St George: Patron Saint of England
Christopher Stace Triangle, 99pp, £7.99
ISBN 0281054150
The Scots, Welsh and Irish all seem to know who they are, but who the hell are the English? Obscured for three centuries by the imperial trappings of Great Britain plc, England's national symbols now feel awfully vague, and no national symbol feels vaguer than England's patron saint. The mayor of London, Ken Livingstone, just spent £100,000 of public money toasting St Patrick's Day, but he won't be handing over any cash at all to celebrate St George's Day on 23 April because, until the Tories complained, nobody had so much as bothered to ask for any. Even the Daily Telegraph called this indifference to St George's Day a distinctive English characteristic. Yet it has been a national holiday in the past, and in 1997 it was restored as a major feast in the Anglican calendar, making this learned little book a very timely read indeed.

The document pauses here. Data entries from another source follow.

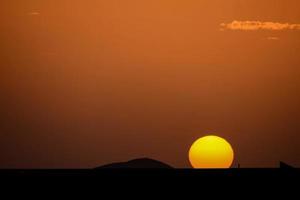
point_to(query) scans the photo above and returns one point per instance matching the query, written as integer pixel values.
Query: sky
(85, 83)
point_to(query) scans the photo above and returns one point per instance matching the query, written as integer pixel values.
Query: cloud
(273, 38)
(258, 25)
(34, 13)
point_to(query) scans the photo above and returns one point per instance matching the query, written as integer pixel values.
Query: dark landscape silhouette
(141, 163)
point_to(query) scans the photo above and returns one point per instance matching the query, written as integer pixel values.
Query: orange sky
(84, 83)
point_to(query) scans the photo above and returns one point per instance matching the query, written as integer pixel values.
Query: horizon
(92, 82)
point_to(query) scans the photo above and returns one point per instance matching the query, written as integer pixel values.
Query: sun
(211, 152)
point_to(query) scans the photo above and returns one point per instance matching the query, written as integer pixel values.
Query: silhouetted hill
(283, 165)
(141, 163)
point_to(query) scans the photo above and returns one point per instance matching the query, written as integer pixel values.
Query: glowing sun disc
(211, 152)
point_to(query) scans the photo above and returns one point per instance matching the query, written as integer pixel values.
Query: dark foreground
(265, 174)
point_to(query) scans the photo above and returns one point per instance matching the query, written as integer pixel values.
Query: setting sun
(211, 152)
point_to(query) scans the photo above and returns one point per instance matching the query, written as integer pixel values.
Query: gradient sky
(85, 83)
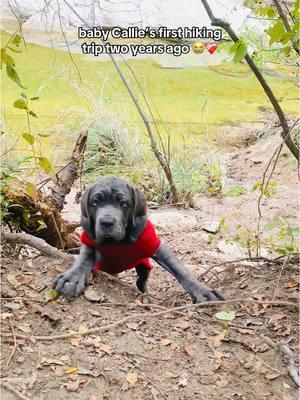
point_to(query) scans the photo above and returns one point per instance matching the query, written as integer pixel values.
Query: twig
(37, 243)
(285, 134)
(154, 385)
(13, 390)
(153, 315)
(288, 357)
(265, 259)
(279, 276)
(262, 190)
(14, 346)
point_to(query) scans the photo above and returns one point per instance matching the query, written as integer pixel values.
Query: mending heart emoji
(211, 47)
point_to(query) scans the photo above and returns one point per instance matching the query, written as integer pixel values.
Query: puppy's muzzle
(107, 222)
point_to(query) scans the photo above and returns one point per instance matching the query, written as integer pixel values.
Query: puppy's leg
(143, 274)
(194, 288)
(73, 282)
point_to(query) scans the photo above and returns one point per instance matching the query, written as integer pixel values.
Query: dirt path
(190, 356)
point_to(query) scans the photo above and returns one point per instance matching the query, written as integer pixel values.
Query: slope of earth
(191, 354)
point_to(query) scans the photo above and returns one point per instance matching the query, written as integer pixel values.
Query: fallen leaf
(202, 334)
(12, 306)
(73, 386)
(183, 379)
(209, 379)
(165, 342)
(215, 341)
(246, 331)
(82, 371)
(132, 325)
(75, 342)
(132, 378)
(71, 370)
(82, 329)
(12, 280)
(154, 393)
(53, 294)
(276, 317)
(189, 350)
(272, 375)
(25, 328)
(173, 346)
(92, 295)
(105, 347)
(50, 361)
(59, 370)
(6, 315)
(225, 315)
(262, 348)
(183, 325)
(292, 283)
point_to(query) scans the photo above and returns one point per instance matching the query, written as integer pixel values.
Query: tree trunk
(285, 128)
(66, 178)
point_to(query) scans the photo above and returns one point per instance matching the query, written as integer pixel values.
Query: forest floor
(188, 355)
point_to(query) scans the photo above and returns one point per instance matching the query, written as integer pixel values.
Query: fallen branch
(153, 315)
(67, 176)
(288, 357)
(36, 243)
(10, 388)
(285, 134)
(237, 260)
(161, 157)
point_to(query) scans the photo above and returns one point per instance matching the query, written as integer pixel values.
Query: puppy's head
(109, 208)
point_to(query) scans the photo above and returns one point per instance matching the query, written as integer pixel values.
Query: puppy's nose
(107, 222)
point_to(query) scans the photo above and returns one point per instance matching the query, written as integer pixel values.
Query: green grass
(180, 95)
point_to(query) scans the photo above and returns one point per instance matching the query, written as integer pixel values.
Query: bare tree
(160, 156)
(285, 22)
(285, 133)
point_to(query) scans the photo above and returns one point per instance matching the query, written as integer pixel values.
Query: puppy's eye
(123, 204)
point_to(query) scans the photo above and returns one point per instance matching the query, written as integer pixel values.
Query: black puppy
(117, 236)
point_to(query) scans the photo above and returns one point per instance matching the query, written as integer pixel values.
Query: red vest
(120, 257)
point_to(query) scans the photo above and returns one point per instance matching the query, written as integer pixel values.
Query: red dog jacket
(120, 257)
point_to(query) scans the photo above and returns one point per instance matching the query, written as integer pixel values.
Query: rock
(231, 249)
(92, 295)
(211, 226)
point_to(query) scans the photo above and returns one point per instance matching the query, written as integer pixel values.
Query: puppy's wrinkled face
(110, 209)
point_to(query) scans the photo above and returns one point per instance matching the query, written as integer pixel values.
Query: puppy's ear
(86, 220)
(139, 205)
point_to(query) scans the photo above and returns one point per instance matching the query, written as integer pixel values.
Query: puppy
(118, 236)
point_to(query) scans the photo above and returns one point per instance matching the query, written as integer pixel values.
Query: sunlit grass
(189, 100)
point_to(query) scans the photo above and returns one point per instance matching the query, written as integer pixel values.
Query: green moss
(187, 99)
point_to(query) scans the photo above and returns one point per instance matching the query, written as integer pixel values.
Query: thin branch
(162, 159)
(288, 356)
(14, 345)
(66, 41)
(285, 22)
(237, 260)
(285, 128)
(154, 315)
(37, 243)
(11, 389)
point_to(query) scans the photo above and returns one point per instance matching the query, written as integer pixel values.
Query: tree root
(37, 243)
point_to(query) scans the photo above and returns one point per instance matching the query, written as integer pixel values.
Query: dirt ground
(188, 355)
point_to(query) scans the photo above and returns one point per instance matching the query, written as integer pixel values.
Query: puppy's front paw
(71, 283)
(202, 294)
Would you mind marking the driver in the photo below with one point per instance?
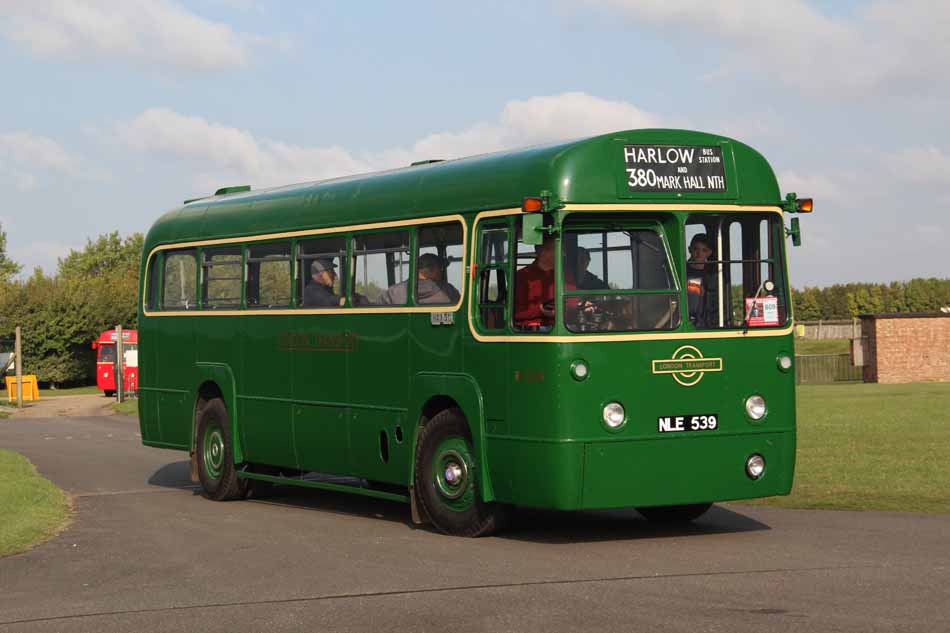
(701, 283)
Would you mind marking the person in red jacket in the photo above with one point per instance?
(534, 289)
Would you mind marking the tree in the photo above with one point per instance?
(8, 267)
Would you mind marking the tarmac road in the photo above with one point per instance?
(147, 553)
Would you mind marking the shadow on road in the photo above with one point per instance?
(539, 526)
(174, 475)
(549, 526)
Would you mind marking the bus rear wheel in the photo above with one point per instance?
(446, 479)
(216, 471)
(674, 514)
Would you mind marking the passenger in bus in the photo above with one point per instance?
(587, 280)
(319, 292)
(701, 283)
(534, 289)
(430, 289)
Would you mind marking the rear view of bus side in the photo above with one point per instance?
(601, 323)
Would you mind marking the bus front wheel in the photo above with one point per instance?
(219, 480)
(674, 514)
(446, 481)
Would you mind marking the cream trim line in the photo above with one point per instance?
(610, 338)
(304, 233)
(670, 207)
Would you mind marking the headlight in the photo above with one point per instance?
(614, 415)
(755, 407)
(755, 466)
(579, 370)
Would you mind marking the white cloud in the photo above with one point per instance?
(223, 153)
(885, 48)
(24, 156)
(918, 165)
(153, 32)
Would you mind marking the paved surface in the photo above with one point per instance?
(146, 553)
(56, 406)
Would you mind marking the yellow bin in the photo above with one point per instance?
(30, 389)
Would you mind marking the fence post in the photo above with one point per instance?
(17, 351)
(119, 369)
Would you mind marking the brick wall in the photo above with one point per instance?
(906, 348)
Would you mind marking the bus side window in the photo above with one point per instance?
(221, 278)
(154, 281)
(268, 275)
(321, 265)
(439, 258)
(492, 276)
(179, 291)
(381, 269)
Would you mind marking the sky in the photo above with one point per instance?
(114, 111)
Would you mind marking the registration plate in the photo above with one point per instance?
(684, 423)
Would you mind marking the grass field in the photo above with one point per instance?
(33, 509)
(824, 346)
(872, 447)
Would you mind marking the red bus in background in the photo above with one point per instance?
(106, 361)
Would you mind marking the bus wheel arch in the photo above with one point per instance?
(446, 482)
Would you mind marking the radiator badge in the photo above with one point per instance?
(688, 365)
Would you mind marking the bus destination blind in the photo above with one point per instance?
(674, 169)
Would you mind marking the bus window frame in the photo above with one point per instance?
(779, 264)
(242, 280)
(301, 272)
(411, 269)
(195, 254)
(248, 260)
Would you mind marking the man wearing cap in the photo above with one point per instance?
(430, 289)
(319, 292)
(700, 283)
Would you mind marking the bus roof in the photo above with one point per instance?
(585, 171)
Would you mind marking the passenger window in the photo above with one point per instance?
(381, 269)
(154, 281)
(727, 289)
(492, 276)
(221, 280)
(179, 291)
(268, 275)
(320, 266)
(533, 309)
(439, 261)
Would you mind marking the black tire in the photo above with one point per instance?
(216, 470)
(667, 515)
(443, 443)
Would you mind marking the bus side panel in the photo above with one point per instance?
(379, 390)
(265, 390)
(148, 399)
(317, 348)
(175, 364)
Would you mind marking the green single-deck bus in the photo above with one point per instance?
(600, 323)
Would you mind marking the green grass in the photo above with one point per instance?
(824, 346)
(33, 509)
(129, 407)
(872, 447)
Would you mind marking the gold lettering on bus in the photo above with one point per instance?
(318, 341)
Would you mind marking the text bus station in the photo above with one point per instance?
(601, 323)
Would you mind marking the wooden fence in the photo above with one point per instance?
(813, 369)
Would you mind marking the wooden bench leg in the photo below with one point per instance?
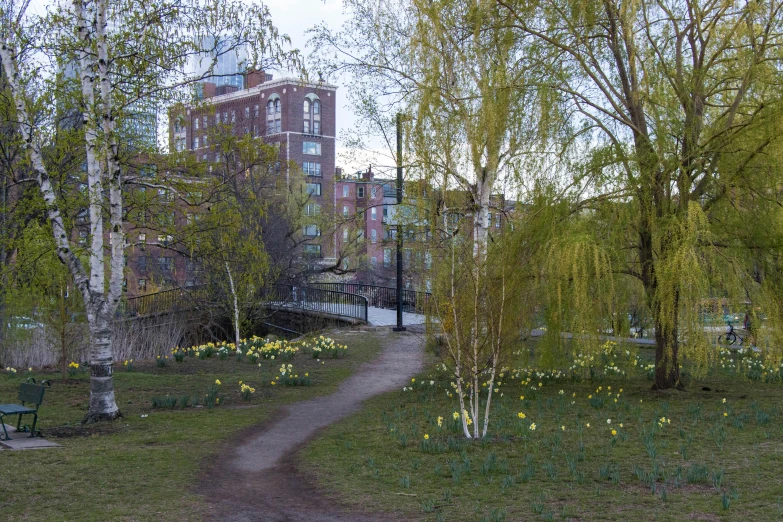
(5, 433)
(35, 421)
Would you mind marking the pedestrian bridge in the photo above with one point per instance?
(353, 303)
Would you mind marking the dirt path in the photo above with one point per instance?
(258, 480)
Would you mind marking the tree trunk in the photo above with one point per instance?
(667, 347)
(102, 403)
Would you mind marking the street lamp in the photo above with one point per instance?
(399, 327)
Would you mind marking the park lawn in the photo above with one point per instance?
(148, 468)
(707, 465)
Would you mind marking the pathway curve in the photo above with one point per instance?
(258, 480)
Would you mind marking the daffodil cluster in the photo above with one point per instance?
(325, 348)
(257, 348)
(246, 390)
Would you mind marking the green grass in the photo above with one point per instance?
(707, 466)
(147, 468)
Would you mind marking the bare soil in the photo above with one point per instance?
(259, 478)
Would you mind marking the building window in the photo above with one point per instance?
(273, 114)
(166, 264)
(311, 168)
(311, 112)
(311, 147)
(311, 230)
(314, 189)
(313, 250)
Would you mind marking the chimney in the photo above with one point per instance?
(226, 89)
(254, 78)
(208, 89)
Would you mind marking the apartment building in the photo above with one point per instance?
(297, 117)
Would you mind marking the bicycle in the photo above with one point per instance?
(731, 337)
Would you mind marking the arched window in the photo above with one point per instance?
(274, 112)
(312, 114)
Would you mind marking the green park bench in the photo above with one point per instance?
(31, 397)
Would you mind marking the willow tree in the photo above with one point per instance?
(124, 55)
(675, 106)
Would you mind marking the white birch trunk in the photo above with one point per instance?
(236, 305)
(99, 309)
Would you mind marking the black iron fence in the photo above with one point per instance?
(167, 301)
(382, 296)
(319, 300)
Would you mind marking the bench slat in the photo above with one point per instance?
(12, 409)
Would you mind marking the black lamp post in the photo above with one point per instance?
(399, 327)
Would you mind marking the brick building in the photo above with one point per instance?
(297, 117)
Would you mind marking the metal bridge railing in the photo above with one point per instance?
(322, 300)
(382, 296)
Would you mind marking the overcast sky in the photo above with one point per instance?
(294, 17)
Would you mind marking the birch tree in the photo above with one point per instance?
(459, 74)
(126, 53)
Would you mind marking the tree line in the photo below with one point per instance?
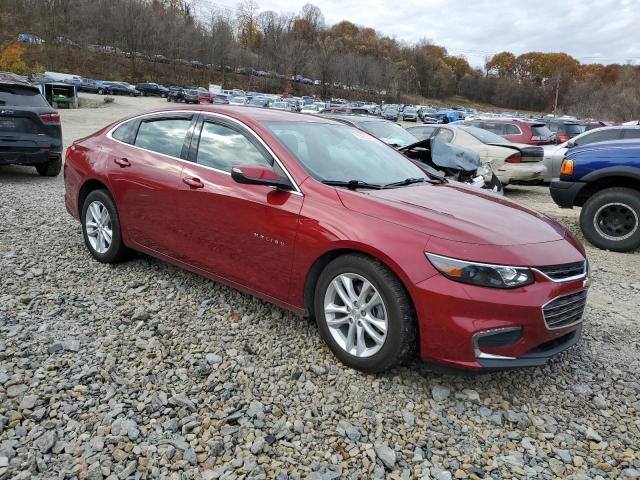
(302, 44)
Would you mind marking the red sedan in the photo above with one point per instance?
(327, 221)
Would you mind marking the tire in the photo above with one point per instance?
(116, 250)
(610, 219)
(401, 339)
(50, 169)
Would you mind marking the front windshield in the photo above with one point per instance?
(390, 133)
(485, 136)
(343, 153)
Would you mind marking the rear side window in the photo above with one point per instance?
(221, 147)
(541, 131)
(510, 129)
(632, 133)
(163, 135)
(16, 96)
(422, 133)
(574, 128)
(126, 132)
(444, 135)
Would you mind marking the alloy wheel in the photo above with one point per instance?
(615, 221)
(98, 226)
(356, 315)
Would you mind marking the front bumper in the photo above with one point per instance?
(453, 316)
(565, 193)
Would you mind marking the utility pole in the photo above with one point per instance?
(555, 103)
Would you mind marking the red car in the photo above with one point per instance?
(517, 131)
(325, 220)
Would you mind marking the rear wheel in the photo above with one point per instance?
(101, 228)
(610, 219)
(364, 314)
(50, 169)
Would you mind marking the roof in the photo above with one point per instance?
(246, 114)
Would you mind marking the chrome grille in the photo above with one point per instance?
(565, 311)
(564, 272)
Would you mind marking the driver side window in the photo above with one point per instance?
(221, 147)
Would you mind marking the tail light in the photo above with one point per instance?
(515, 158)
(50, 118)
(567, 167)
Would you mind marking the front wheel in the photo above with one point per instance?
(610, 219)
(364, 314)
(101, 228)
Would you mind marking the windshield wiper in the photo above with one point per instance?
(411, 181)
(352, 184)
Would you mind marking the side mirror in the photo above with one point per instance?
(257, 175)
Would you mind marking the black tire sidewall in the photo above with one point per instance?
(116, 249)
(370, 270)
(628, 197)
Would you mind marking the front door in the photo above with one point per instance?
(245, 233)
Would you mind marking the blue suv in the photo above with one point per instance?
(604, 179)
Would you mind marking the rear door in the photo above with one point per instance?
(29, 127)
(144, 163)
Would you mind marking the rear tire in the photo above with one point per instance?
(385, 331)
(99, 216)
(49, 169)
(610, 219)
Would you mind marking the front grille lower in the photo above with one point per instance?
(563, 272)
(565, 311)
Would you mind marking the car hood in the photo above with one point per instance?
(455, 212)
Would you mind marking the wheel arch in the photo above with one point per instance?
(602, 183)
(88, 187)
(313, 274)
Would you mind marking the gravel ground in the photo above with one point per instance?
(142, 370)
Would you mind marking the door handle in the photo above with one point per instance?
(193, 182)
(123, 162)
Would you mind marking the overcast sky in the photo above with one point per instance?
(603, 31)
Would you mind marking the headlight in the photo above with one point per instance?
(495, 276)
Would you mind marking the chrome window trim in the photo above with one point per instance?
(577, 322)
(109, 135)
(584, 274)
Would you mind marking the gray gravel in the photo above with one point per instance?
(142, 370)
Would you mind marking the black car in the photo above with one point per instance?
(115, 88)
(86, 85)
(30, 132)
(152, 90)
(565, 129)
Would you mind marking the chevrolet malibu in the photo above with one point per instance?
(325, 220)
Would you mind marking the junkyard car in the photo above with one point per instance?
(30, 131)
(511, 162)
(325, 220)
(604, 179)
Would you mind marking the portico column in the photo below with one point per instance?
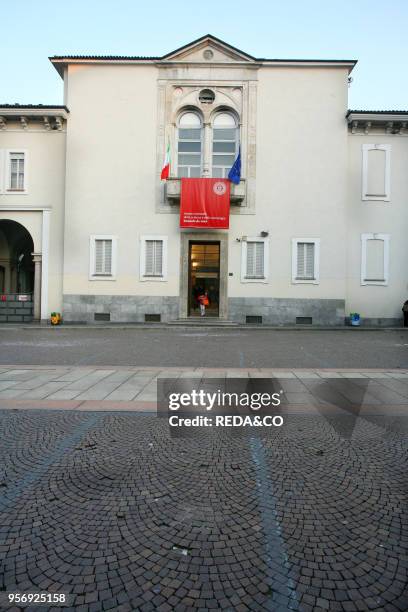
(207, 150)
(37, 258)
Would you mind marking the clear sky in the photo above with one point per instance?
(372, 31)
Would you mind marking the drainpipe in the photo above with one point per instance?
(37, 258)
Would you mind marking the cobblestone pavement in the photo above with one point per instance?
(106, 507)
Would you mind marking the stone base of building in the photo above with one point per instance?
(13, 309)
(286, 311)
(261, 311)
(379, 322)
(119, 308)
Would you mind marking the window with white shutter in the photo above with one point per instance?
(374, 259)
(102, 265)
(305, 260)
(103, 257)
(254, 260)
(153, 258)
(16, 171)
(376, 172)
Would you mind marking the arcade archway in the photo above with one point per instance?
(17, 272)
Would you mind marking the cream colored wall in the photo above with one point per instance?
(46, 180)
(378, 217)
(300, 179)
(110, 184)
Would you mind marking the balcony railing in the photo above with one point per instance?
(173, 191)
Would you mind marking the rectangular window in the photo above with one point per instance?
(254, 266)
(305, 260)
(374, 259)
(153, 258)
(376, 172)
(224, 151)
(255, 260)
(17, 171)
(103, 257)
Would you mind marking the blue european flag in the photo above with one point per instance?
(234, 175)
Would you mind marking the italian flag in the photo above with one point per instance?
(166, 167)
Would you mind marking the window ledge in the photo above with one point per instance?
(173, 191)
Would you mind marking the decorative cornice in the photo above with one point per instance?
(392, 122)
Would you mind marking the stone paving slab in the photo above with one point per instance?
(116, 384)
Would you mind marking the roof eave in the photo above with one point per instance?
(34, 111)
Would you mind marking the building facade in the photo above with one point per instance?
(318, 222)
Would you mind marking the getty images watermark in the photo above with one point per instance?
(191, 405)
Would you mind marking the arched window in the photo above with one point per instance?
(225, 144)
(189, 145)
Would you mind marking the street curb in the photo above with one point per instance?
(202, 326)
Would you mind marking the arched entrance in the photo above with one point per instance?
(16, 272)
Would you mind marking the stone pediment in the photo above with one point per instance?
(208, 49)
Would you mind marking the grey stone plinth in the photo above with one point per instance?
(284, 311)
(121, 308)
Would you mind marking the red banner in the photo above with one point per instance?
(205, 203)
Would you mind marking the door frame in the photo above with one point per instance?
(186, 238)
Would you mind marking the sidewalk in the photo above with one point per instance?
(134, 389)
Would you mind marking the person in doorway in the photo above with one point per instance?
(203, 301)
(405, 313)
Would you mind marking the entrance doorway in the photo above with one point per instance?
(16, 272)
(204, 275)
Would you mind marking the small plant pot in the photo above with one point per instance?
(55, 318)
(355, 319)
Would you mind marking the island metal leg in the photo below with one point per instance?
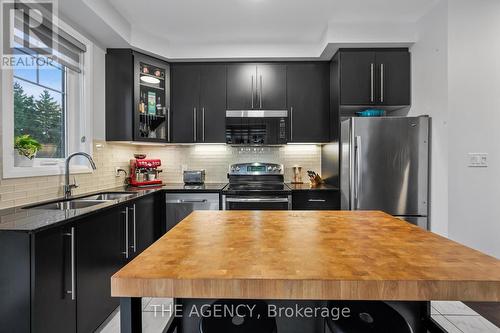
(130, 315)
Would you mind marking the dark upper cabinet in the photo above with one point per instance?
(271, 86)
(376, 77)
(357, 78)
(137, 97)
(241, 89)
(256, 86)
(394, 76)
(316, 200)
(213, 103)
(309, 101)
(54, 305)
(198, 103)
(59, 278)
(99, 254)
(144, 228)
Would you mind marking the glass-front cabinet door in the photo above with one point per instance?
(152, 100)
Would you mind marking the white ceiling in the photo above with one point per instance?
(217, 29)
(258, 21)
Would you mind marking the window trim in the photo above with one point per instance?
(73, 143)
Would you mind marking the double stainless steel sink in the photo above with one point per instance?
(84, 202)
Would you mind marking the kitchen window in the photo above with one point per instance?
(50, 102)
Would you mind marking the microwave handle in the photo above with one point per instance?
(257, 200)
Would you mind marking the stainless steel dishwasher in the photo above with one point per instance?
(180, 205)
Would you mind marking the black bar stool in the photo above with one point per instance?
(258, 322)
(367, 317)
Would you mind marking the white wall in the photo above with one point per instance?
(430, 96)
(474, 126)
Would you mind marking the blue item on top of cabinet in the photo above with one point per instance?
(371, 113)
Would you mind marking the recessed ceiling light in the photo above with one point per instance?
(150, 79)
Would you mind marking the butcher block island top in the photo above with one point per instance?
(327, 255)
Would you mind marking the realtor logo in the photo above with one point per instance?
(27, 31)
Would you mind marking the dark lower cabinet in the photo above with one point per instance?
(54, 293)
(198, 103)
(357, 77)
(146, 230)
(308, 87)
(99, 254)
(316, 200)
(241, 86)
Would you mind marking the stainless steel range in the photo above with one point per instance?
(256, 186)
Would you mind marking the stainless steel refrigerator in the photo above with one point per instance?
(384, 165)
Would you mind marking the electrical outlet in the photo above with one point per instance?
(478, 160)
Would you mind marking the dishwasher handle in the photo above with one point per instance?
(257, 200)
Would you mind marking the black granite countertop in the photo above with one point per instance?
(31, 220)
(308, 187)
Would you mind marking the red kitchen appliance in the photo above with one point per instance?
(144, 172)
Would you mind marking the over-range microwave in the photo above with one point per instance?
(257, 127)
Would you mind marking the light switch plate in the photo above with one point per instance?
(478, 160)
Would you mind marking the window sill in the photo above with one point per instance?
(43, 170)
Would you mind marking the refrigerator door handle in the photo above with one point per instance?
(357, 147)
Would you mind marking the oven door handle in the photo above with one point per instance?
(257, 200)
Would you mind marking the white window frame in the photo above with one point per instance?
(78, 123)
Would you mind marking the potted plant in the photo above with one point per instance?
(26, 148)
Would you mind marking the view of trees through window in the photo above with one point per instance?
(39, 108)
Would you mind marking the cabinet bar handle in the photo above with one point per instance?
(382, 83)
(134, 225)
(372, 74)
(252, 91)
(194, 124)
(72, 291)
(168, 123)
(203, 123)
(261, 91)
(126, 253)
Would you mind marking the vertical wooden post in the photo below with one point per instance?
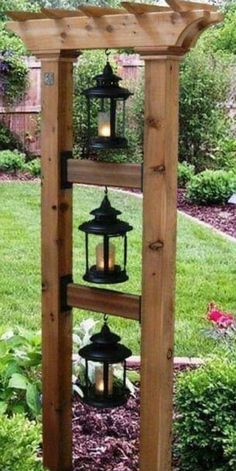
(57, 89)
(159, 248)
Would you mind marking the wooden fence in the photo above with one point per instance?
(23, 120)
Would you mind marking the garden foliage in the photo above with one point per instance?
(19, 443)
(204, 124)
(20, 378)
(185, 173)
(33, 167)
(211, 187)
(206, 417)
(11, 161)
(9, 140)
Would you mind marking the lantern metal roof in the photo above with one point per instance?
(105, 346)
(105, 221)
(107, 86)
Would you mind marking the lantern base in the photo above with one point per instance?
(103, 143)
(106, 277)
(105, 403)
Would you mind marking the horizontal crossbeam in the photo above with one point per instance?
(104, 174)
(100, 28)
(105, 301)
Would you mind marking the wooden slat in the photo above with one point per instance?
(103, 173)
(141, 8)
(56, 262)
(188, 6)
(25, 15)
(159, 248)
(181, 5)
(94, 11)
(105, 301)
(59, 13)
(115, 31)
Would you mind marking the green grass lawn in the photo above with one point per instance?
(206, 267)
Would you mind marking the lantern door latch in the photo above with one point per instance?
(65, 155)
(64, 282)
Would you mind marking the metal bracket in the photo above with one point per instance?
(64, 282)
(65, 155)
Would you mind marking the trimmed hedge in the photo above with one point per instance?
(206, 417)
(211, 187)
(19, 442)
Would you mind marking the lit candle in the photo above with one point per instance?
(100, 257)
(99, 380)
(104, 126)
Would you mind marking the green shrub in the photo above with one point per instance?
(11, 161)
(20, 373)
(33, 167)
(225, 156)
(13, 76)
(206, 417)
(204, 122)
(185, 173)
(211, 187)
(8, 139)
(19, 442)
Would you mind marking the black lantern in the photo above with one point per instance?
(104, 384)
(107, 97)
(112, 232)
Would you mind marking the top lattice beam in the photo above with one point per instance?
(134, 25)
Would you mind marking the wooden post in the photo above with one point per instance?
(56, 137)
(159, 247)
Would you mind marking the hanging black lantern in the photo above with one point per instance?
(104, 383)
(110, 250)
(108, 97)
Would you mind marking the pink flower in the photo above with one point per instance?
(220, 318)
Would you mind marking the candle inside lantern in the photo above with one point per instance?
(104, 125)
(100, 265)
(99, 380)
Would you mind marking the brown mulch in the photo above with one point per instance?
(221, 216)
(108, 439)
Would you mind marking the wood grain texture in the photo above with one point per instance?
(59, 13)
(141, 8)
(159, 249)
(96, 12)
(104, 300)
(155, 29)
(101, 173)
(56, 262)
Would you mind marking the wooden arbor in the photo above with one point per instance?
(162, 35)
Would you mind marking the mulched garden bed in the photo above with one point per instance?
(108, 439)
(221, 216)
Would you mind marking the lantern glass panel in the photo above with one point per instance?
(105, 385)
(106, 255)
(110, 122)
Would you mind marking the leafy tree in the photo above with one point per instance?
(203, 118)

Livingstone called St George "a bureaucrat involved in some pretty corrupt practices", but even this much detail is hard to come by. A Roman soldier, St George was tortured to death in the Holy Land around 300AD for refusing to renounce his faith, and although most historians agree that he was a real person, virtually everything else about him is a matter of speculation, if not downright myth. Even his nationality is a mystery. He was probably Turkish, possibly Palestinian, maybe even Nubian - which makes him a good deal darker than most of the knights in shining armour you see on stained-glass windows. One thing is for sure: he certainly wasn't English, any more than St Patrick was Irish or St Andrew was a Scot. In fact, the only English thing about him is probably the dragon, a relatively recent addition to his CV which didn't appear until a thousand years after he died.
Indeed, George's biography was so sketchy that, within a century of his death, the Catholic Church itself called his martyrdom apocryphal. Yet he soon became more revered than many authenticated saints, and by the time Caxton turned his life story into a medieval bestseller, he had already been rooted in English folklore for 700 years, and his cross had become the flag of London, Durham, Lincoln, Rochester and York - as well as England itself. So how on earth did this obscure Middle Eastern martyr become an Anglican icon? After all, there was no shortage of more familiar candidates far nearer home.
For early English nationalists, George's anonymity was not a weakness, but a great strength. His yarn was so fuzzy that it could be adapted to suit almost any interpretation, and so he made a far more comfortable patron for England's warlike kings than many of his fellow saints, whose pacifism was too specific to reflect the violent regal lifestyles of the Middle Ages.
It was the Crusades that really cemented George's English status. He was the ideal mascot for western Christendom's bloody attempt to conquer Jerusalem, and in 1191, Richard the Lionheart claimed to have discovered his tomb at Lod, now in Israel. He reputedly appeared to the crusaders at the Siege of Jerusalem, and 800 years later, in the First World War, British troops reported sighting him on the western front. Clearly, the fact or fiction of St George touches something very deep and potent in the English psyche, and the less religious you are, the more intriguing he appears.
Now that Britain is growing increasingly ragged around the edges, as Wales and Scotland both exert their own exclusive nationhood, England is forced, for the first time in 300 years, to rediscover, or even reinvent, its individual identity, and St George is enjoying a secular revival. In 1996, England fans started waving his crusader's flag at international football matches, and in 1997, a St George's Day greetings card sold 50,000 copies.
Christopher Stace is a classicist rather than a theologian, and he scrutinises this erratic evidence with an involved but objective eye. A conscientious historian, he is quite prepared to point out inconsistencies, even when they trip up his cheerful narrative. Although he is suitably suspicious of embellishments, he shows that these inventions have their own significance for what they reveal about our ancestors' hopes and fears. There is some fascinating stuff about the dragon as a metaphor - for lust, heresy, even Wales - but despite his academic caution, Stace never quite dismisses George as outright allegory, and his intellectual neutrality is ultimately far more persuasive than any wide-eyed, evangelical survey. By the end of this dense but conversational account, you are left with a strong suspicion that, even though most of this tale is surely legend, something incredible really did happen in Palestine 1,700 years ago - well worth a round of drinks on 23 April.